I understand that on "Dead Poplar" you also got inspiration from that podcast. Talk about that song.
That song is basically me setting to music a letter written by [photographer] Alfred Stieglitz to his wife Georgia O'Keefe. He wrote her this letter, which was very mundane and about him going through his day. Then all of sudden, he goes into this super poetic language that hit me so hard that I started crying the first time I read it.
Then what I ended up doing was that I wrote the letter out on posits and put it out on my piano. I set it to music actually not necessarily because I wanted to make a song on my record, but more because I wanted to memorize it. I find that singing is the best memorization tool that we have. It's one of the first mnemonic devices.
So, I just set it to music for myself and also because it was on my piano. Then little by little it became clear that if I wanted this record to feel like a diary — which is what I wanted: like you were opening pages of my journal — that song had to be in there.
Talk about the impact of receiving the MacArthur Genius Fellowship ($625,000) and a Doris Duke Grant (worth up to $275,000) in 2020 for artists such as yourself in terms of actualizing new goals and just survival.
The impact is changing for me as time goes by. When I initially got the fellowship, the first reaction was "This couldn't come at a better time!" after I had lost all the gigs for the remainder of the year [because of the pandemic]. We didn't know when we were going to play again. There was no source of income. So, we were panicking as musicians. So, that was the first reaction.

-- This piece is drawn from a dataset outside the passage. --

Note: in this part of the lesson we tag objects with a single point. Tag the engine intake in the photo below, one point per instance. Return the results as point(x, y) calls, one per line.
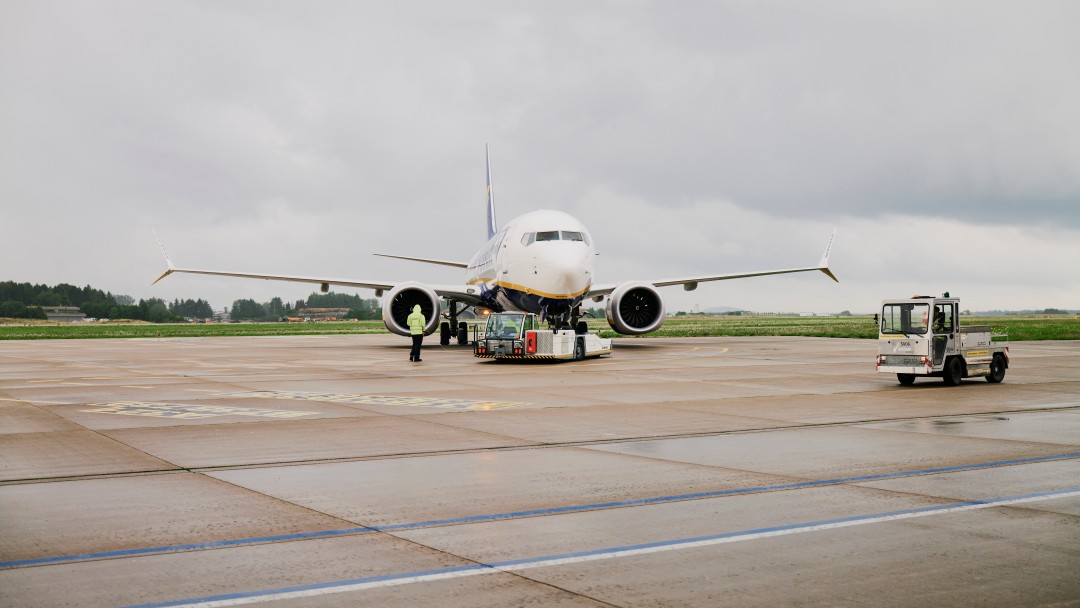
point(635, 308)
point(397, 305)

Now, as time has gone by, and we are going to play live again and things are coming back a little bit, I can look at receiving these grants as encouragement to continue pushing myself through boundaries and try to actually think like an artist without worrying about expectations of other people.
Really challenging myself was a real big part of it. And then I started thinking about projects on a larger scale and the ways that I can include more people in what I do. I can hire more people. I can teach more people. I can really start thinking about giving back in whatever ways that I can — whether that's through education or collaborating with people. It's huge; it's just such an honor.